Daehangno (Hangul:대학로 Hanja:, lit. "college street") is a neighborhood in Seoul north of the Han River within Jongno-gu and Seodaemun-gu.

Formerly known as Sunggyobang (Hangul:숭교방 Hanja:), meaning "high respect for teaching", its current name was designated when the 1.1 km six-lane road from Hyehwa-dong (혜화동) rotary to Ihwadong (이화동 ) crossroad was designated as a "street of culture" on May 5, 1985.

Overview

Daehangno is the street from the crossroad of 79–1, Jongno 5-ga, Jongno-gu, to Hyehwadong rotary, 132, Hyehwa-dong. Its name was designated on May 5, 1985, when the street was designated as the “street of culture” representing the characteristics of this area. At the beginning, the section of 700m between Naksan Garden on Hyehwadong side and the Attached Middle School, College of Education, Seoul National University, was designated as a “street without cars” during 18:00 - 22:00 on Saturdays and 12:00 - 22:00 on Sundays and holidays. Daehangno was originally the road of 3.1 km in length from Jangchung Park, 187, Jangchung-dong, to Ssangnim-dong and Ihwa-dong. But, when deciding the name of the street on November 7, 1984, the section between the crossroad of Jongno 5-ga and Jangchung Park was separated from Daehangno as Hunlyeonwon road by the subdivision policy of downtown section. It was originally 25m in width, but expanded to 40m from Ihwadong crossroad to Hyehwadong rotary, owing to the construction of the Seoul Subway Line 4.

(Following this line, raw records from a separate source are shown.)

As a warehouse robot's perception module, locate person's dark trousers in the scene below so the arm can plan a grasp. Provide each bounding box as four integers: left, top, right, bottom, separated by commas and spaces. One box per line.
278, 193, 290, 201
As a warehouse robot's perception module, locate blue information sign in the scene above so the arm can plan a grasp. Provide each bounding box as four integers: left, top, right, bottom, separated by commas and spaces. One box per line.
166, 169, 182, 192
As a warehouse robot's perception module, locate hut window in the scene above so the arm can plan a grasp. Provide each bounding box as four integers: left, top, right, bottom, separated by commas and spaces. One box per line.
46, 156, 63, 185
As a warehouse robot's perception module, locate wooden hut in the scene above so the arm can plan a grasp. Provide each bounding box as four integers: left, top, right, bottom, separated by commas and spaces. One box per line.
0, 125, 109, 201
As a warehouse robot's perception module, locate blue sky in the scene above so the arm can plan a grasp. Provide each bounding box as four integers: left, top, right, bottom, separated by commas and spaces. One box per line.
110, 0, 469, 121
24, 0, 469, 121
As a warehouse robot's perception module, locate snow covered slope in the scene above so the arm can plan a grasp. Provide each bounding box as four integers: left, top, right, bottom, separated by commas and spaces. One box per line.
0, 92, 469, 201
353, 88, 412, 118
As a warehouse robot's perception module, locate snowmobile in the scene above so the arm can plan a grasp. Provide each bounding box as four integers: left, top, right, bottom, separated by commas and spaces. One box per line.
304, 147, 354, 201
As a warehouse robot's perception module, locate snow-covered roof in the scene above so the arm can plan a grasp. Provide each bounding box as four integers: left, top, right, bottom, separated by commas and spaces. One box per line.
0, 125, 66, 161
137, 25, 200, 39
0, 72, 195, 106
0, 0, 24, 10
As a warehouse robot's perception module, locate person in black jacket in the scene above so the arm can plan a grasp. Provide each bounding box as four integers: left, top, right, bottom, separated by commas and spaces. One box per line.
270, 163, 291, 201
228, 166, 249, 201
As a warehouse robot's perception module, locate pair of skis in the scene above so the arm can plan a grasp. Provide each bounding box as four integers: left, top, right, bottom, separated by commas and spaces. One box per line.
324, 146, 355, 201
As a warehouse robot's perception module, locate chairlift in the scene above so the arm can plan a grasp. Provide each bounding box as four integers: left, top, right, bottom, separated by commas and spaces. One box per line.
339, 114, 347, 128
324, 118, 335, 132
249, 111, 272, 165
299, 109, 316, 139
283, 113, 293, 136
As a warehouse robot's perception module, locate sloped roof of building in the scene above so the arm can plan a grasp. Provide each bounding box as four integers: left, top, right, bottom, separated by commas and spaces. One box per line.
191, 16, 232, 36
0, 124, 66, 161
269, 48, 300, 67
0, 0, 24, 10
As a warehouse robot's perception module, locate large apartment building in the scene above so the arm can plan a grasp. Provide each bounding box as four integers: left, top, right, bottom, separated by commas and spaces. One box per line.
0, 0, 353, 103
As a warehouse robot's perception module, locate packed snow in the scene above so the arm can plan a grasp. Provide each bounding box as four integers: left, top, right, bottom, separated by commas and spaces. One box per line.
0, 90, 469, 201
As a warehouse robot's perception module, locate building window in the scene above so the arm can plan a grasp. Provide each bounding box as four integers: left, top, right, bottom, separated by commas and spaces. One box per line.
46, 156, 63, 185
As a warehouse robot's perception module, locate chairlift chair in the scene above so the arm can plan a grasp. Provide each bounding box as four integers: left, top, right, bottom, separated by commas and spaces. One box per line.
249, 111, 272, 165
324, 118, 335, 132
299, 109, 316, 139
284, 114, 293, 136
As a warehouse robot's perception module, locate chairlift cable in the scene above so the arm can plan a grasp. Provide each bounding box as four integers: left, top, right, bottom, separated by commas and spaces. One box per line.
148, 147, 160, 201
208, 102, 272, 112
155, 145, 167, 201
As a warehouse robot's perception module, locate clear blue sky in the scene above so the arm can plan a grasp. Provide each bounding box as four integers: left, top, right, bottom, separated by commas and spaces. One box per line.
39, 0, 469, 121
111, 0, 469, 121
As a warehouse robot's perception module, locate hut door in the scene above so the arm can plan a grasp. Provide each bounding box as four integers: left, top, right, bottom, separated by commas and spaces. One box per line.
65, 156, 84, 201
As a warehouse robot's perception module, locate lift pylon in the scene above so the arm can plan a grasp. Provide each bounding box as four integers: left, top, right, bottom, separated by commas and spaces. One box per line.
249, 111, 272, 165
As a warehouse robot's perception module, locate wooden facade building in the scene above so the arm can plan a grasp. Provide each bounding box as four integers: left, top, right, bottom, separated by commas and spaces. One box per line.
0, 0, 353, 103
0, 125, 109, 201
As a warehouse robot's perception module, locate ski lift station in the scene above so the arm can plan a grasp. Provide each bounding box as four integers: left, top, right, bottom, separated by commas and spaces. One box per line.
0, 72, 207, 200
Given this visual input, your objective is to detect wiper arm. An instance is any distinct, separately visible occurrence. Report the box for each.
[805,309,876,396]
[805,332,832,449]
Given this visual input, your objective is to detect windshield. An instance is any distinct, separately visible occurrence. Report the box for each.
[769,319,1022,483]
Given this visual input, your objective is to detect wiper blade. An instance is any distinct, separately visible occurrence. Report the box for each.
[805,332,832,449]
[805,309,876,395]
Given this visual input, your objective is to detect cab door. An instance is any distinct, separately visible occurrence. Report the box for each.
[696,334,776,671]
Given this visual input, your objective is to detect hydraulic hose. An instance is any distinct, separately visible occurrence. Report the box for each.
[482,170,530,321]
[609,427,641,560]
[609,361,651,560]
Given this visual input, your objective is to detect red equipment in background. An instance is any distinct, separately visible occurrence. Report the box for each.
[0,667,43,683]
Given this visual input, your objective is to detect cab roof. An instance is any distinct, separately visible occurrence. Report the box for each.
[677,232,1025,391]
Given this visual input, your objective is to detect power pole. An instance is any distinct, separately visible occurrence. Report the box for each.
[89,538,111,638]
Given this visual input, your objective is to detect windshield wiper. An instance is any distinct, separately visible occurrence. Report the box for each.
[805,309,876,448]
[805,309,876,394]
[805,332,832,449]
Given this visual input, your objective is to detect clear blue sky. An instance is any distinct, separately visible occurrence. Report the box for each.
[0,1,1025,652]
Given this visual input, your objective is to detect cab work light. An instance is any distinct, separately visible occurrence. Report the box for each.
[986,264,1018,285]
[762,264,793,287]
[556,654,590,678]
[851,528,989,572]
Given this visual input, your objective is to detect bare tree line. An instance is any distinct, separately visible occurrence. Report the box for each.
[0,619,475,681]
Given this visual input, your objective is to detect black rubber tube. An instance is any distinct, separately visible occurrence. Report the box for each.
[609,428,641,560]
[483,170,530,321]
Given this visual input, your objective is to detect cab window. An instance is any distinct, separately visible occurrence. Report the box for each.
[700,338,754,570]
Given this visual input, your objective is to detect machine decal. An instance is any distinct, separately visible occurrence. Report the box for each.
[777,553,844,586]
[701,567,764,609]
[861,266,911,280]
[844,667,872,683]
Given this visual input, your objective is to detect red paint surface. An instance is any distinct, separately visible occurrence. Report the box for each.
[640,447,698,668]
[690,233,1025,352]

This was an area where college students and the youth used to gather as College of Chemistry and College of Law, Seoul National University. But, when Seoul National University moved near Gwanaksan in 1975, Marronnier Park was formed in the area, and many cultural art organizations related to plays, movies, concerts and musicals moved in. Street artists can freely express themselves at Marronnier Park.

Outdoor performance stages and playing grounds located on the road plaza in front of the Korean Culture and Arts Foundation attract the young generation for outdoor concerts, poem recitations, plays and the like.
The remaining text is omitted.